Transgender sexual health and function is a research frontier where the need is acute and the data is sparse. The physiological effects of hormone therapy and gender-affirming surgery on sexual function are documented in case series and small studies, but large-scale data on sexual satisfaction, orgasmic function, and long-term outcomes is limited. The political environment around transgender health care has made research funding in this area particularly volatile; studies that were fundable in 2020 face different prospects in 2026, not because the science changed but because the politics did.
The Kinsey Question Revisited
Kinsey wanted to know what human sexuality actually was. Not what it should be. Not what the law permitted. Not what religion prescribed. He wanted the descriptive truth: what do people actually do, with whom, how often, and with what variation.
Eighty years later, the answer is: we’re closer, but not as close as we should be. The physiological mechanisms are understood. The distribution of orientation is established. The orgasm gap is measured. The anatomy is mapped. These are real achievements, won by researchers who worked under conditions ranging from hostile to absurd, and the knowledge they produced has changed clinical practice, legal frameworks, and millions of individual lives.
But the Kinsey question, the big one, the descriptive inventory of human sexual behavior in all its range and variation, remains unfinished. The data is spotty. The samples are biased toward populations that someone had a reason to study; gay men because of AIDS, erectile dysfunction because of Viagra, adolescents because of moral panic.
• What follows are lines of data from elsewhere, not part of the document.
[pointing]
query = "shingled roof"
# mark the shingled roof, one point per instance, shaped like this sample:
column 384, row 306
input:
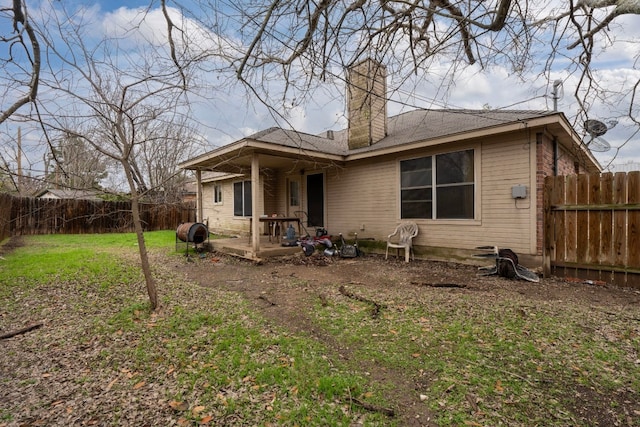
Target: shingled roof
column 405, row 128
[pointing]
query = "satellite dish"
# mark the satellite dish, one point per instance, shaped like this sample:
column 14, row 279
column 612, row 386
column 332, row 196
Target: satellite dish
column 597, row 144
column 595, row 128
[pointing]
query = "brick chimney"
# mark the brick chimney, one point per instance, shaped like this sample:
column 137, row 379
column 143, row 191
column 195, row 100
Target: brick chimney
column 366, row 103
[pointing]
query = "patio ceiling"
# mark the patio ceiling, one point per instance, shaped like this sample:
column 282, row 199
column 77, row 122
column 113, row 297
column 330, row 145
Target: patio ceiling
column 236, row 158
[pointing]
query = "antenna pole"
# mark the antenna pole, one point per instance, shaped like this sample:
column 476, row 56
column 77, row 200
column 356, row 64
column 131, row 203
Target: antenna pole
column 554, row 94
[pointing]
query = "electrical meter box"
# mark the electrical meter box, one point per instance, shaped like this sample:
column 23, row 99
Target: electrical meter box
column 519, row 191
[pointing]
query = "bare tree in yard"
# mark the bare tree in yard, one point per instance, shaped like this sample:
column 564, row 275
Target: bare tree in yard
column 74, row 164
column 301, row 42
column 118, row 99
column 20, row 59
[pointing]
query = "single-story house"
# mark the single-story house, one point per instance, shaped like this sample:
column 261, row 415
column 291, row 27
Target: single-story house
column 466, row 177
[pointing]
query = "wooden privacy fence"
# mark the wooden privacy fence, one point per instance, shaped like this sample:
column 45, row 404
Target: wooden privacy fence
column 29, row 215
column 592, row 227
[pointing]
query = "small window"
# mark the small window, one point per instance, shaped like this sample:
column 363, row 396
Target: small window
column 217, row 194
column 242, row 198
column 294, row 193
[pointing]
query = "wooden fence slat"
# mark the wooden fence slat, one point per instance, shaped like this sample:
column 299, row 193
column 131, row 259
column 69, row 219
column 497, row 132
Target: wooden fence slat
column 601, row 230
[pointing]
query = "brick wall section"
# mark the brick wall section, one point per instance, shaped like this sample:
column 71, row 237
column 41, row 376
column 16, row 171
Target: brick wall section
column 567, row 165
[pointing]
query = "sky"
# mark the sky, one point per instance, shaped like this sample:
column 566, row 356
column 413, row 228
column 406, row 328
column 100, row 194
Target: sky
column 228, row 115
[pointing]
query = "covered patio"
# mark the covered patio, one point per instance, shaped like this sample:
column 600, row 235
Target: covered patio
column 243, row 247
column 271, row 151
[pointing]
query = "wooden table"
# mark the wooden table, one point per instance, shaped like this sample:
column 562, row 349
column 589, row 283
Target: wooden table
column 276, row 223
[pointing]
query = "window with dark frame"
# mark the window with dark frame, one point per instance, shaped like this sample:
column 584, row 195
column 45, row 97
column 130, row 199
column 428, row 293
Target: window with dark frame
column 294, row 193
column 217, row 194
column 242, row 198
column 452, row 195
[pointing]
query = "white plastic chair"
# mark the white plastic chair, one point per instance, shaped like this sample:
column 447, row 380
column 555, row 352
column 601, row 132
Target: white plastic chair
column 405, row 232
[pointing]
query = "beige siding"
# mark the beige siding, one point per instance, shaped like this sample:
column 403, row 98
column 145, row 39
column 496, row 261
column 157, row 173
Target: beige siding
column 366, row 195
column 220, row 216
column 363, row 198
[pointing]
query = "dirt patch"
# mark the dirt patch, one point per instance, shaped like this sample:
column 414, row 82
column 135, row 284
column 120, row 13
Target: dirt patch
column 286, row 289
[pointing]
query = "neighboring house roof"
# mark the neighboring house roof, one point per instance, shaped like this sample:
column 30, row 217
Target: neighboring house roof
column 68, row 194
column 405, row 131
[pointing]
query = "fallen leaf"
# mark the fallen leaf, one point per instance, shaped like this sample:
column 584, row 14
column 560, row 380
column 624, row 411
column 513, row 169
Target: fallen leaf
column 178, row 406
column 111, row 384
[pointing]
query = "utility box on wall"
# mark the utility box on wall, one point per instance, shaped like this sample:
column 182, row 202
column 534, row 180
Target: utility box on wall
column 519, row 191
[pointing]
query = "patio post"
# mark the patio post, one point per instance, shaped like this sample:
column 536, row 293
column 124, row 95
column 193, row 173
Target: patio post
column 199, row 211
column 255, row 203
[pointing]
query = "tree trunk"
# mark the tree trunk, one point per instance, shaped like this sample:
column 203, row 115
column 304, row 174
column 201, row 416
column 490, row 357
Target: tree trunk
column 152, row 291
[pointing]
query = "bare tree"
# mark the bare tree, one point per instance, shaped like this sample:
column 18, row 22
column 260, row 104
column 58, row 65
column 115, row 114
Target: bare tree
column 299, row 42
column 121, row 103
column 75, row 165
column 20, row 60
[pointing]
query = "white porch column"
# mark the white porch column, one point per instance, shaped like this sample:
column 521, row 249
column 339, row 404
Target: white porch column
column 255, row 203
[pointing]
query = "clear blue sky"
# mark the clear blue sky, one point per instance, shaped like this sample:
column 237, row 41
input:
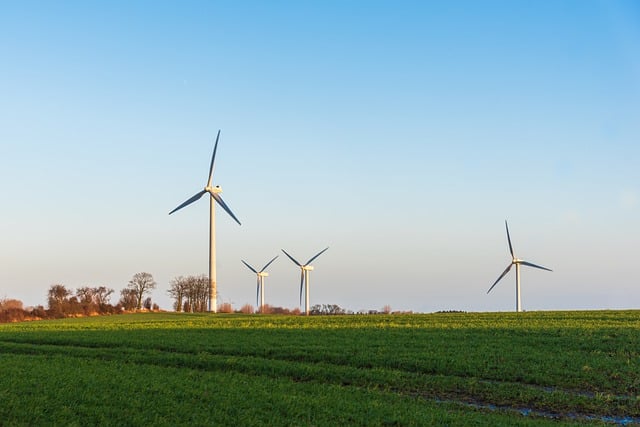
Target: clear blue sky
column 400, row 134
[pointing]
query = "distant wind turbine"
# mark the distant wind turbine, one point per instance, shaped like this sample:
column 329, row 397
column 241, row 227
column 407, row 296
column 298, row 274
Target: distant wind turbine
column 260, row 288
column 215, row 197
column 304, row 276
column 517, row 262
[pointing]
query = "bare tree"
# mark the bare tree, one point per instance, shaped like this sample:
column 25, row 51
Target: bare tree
column 85, row 295
column 141, row 284
column 128, row 299
column 178, row 290
column 58, row 298
column 198, row 293
column 102, row 294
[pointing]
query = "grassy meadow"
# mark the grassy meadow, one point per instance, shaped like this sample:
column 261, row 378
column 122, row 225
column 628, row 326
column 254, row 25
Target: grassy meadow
column 537, row 368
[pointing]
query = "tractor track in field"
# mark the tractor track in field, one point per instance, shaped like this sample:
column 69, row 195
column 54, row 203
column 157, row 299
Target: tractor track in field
column 311, row 370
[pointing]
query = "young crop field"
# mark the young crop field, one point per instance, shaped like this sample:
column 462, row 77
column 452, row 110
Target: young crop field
column 537, row 368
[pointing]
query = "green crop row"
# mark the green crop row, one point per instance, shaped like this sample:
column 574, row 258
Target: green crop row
column 582, row 363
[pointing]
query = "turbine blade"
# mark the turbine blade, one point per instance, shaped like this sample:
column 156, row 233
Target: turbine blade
column 188, row 202
column 268, row 264
column 213, row 159
column 509, row 239
column 250, row 268
column 301, row 283
column 317, row 255
column 501, row 276
column 224, row 206
column 535, row 266
column 291, row 258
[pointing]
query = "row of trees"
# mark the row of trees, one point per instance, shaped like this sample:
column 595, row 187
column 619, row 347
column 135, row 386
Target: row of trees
column 190, row 293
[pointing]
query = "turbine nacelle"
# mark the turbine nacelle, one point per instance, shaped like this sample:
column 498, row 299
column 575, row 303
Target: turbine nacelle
column 213, row 190
column 517, row 262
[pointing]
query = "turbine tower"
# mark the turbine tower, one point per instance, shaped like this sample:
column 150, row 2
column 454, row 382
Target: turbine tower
column 304, row 276
column 215, row 198
column 517, row 262
column 260, row 288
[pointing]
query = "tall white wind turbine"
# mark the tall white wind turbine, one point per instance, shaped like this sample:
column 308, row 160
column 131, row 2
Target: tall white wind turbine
column 517, row 262
column 260, row 288
column 304, row 276
column 215, row 198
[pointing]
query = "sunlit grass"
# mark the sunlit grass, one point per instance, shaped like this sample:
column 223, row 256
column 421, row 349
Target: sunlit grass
column 293, row 370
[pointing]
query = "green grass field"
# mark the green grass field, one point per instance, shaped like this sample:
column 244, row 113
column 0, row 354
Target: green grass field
column 539, row 368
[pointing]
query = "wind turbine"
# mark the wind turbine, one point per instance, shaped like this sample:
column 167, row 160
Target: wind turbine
column 517, row 262
column 261, row 275
column 215, row 198
column 304, row 276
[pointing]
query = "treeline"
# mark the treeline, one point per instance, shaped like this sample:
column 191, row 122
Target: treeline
column 84, row 301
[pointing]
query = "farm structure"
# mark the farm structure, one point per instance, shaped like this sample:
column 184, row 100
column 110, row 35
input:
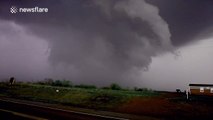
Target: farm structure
column 201, row 89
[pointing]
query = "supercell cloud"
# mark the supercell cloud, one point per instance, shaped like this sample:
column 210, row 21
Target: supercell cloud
column 99, row 41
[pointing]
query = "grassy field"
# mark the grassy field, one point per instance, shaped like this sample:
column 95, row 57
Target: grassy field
column 95, row 98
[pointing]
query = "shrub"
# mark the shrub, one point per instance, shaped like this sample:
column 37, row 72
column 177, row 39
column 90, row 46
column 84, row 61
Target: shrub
column 86, row 86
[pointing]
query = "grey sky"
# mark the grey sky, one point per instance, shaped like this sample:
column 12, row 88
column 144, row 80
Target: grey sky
column 102, row 41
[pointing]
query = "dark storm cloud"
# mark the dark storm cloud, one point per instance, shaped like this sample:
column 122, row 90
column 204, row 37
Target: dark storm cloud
column 96, row 40
column 186, row 18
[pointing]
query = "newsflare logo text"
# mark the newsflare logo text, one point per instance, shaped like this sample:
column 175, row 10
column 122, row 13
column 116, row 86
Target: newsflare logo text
column 36, row 9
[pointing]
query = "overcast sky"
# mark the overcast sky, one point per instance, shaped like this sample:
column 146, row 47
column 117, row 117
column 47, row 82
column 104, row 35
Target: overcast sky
column 158, row 44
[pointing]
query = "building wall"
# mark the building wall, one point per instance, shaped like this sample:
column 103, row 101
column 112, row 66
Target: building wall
column 200, row 90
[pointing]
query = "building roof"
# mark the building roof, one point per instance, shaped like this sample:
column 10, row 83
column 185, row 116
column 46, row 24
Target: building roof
column 204, row 85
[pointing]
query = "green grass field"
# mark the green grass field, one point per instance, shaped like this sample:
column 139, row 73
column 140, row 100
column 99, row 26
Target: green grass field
column 95, row 98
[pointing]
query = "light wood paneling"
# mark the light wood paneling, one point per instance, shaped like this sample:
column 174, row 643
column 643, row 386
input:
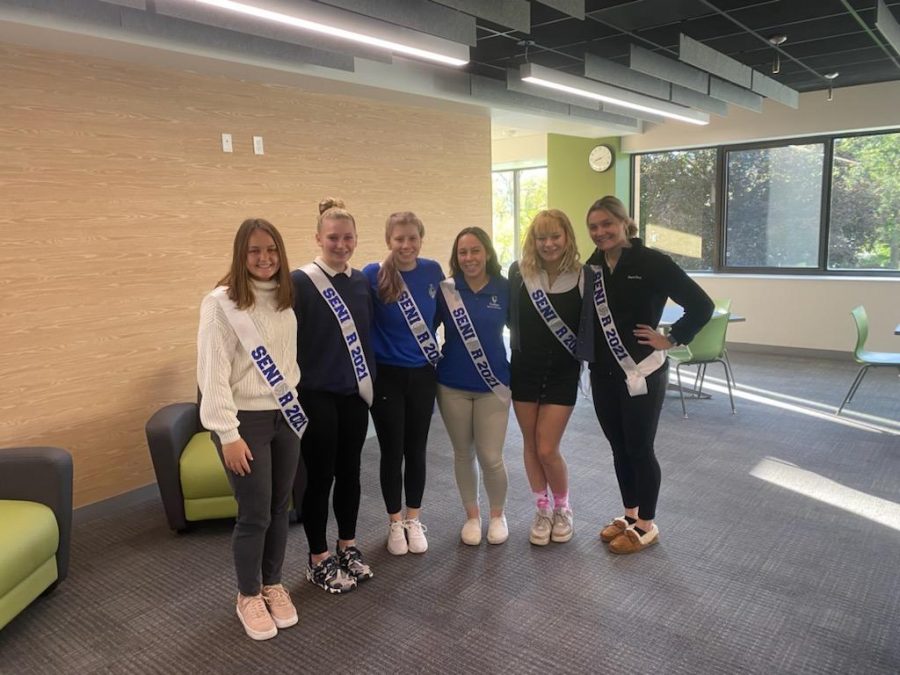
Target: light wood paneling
column 119, row 212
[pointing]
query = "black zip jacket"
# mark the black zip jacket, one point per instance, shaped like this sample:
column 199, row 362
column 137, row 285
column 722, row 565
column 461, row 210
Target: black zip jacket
column 637, row 291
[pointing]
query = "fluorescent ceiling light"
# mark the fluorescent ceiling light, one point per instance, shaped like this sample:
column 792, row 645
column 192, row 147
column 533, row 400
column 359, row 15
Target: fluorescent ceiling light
column 451, row 54
column 598, row 91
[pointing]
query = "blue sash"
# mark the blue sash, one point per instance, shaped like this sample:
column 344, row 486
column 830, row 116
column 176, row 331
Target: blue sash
column 464, row 327
column 635, row 373
column 417, row 326
column 249, row 337
column 348, row 330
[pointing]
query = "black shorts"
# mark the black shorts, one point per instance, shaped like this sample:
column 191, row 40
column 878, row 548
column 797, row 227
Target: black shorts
column 544, row 379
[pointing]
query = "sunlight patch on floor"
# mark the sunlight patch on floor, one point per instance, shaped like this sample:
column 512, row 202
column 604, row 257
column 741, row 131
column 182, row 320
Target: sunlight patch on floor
column 827, row 491
column 794, row 404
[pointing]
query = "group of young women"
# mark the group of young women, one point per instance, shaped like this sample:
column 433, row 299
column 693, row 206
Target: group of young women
column 366, row 341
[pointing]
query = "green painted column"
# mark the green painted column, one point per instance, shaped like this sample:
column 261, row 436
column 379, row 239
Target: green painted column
column 572, row 186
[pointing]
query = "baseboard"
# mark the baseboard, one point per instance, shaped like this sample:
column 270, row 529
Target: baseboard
column 802, row 352
column 107, row 507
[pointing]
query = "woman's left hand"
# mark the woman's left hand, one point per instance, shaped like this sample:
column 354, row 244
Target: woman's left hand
column 647, row 335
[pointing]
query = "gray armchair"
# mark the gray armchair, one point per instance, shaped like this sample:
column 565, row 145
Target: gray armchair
column 191, row 479
column 35, row 524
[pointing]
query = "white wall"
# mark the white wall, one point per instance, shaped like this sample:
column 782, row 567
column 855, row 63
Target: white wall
column 808, row 312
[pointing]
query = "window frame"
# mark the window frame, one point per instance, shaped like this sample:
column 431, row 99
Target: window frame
column 719, row 265
column 517, row 227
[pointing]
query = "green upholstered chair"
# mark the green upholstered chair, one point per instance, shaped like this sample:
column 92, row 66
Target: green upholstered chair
column 189, row 473
column 708, row 346
column 35, row 524
column 191, row 479
column 862, row 356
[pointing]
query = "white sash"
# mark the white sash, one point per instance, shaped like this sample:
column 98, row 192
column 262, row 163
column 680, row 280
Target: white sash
column 417, row 326
column 635, row 373
column 247, row 333
column 466, row 330
column 541, row 302
column 348, row 329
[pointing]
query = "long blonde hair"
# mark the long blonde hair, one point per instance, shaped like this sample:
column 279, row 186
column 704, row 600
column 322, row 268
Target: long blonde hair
column 615, row 207
column 390, row 283
column 543, row 223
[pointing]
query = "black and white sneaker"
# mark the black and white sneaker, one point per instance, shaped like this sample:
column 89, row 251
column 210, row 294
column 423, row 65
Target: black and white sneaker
column 329, row 575
column 352, row 563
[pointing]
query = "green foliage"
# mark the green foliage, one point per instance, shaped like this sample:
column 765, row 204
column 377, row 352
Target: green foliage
column 507, row 225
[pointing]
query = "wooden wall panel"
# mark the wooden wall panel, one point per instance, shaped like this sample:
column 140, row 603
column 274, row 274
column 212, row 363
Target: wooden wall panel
column 119, row 212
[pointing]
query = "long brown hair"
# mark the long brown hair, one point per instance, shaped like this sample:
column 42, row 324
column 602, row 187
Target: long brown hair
column 545, row 222
column 617, row 210
column 492, row 267
column 390, row 283
column 238, row 279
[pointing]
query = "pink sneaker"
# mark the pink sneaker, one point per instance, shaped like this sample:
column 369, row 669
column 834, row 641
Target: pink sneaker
column 282, row 610
column 251, row 610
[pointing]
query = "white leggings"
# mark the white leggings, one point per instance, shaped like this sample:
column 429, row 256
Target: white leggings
column 479, row 419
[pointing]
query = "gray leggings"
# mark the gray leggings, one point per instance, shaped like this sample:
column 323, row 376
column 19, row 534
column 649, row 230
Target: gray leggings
column 476, row 423
column 263, row 496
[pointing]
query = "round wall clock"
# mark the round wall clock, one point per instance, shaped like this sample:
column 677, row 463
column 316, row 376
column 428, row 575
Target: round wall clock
column 601, row 158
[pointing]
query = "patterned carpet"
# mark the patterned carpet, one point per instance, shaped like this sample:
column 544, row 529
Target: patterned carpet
column 780, row 541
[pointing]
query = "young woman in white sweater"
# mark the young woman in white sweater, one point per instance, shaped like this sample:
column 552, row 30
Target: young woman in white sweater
column 247, row 371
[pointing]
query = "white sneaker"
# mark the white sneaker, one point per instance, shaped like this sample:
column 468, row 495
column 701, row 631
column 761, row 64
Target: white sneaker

The populations that nobody had a commercial or epidemiological reason to study; women outside a dysfunction frame, asexual people, the elderly, the full range of desire and fantasy and practice in the general population; remain in the margins.
The honest answer to “what do we know about sex in 2026” is: we know what we were allowed to measure. We measured what crisis made urgent, what profit made attractive, and what politics made survivable. The rest is silence, and the silence is not because the questions are unanswerable. It is because answering them has never been, in any sustained way, anyone’s priority.
The tools exist. The methods exist. The researchers exist. What does not exist, and has never existed for more than a few crisis-driven years at a time, is the collective decision that understanding human sexuality is worth the political cost of looking. Kinsey paid that cost with his health. Masters and Johnson paid it with their reputations. Researchers across the field continue to pay it with their careers, their funding, and their institutional standing.
The question is not whether we can know more. The question is whether we’re willing to. The evidence from eighty years of trying suggests that the answer is: only when we have no choice.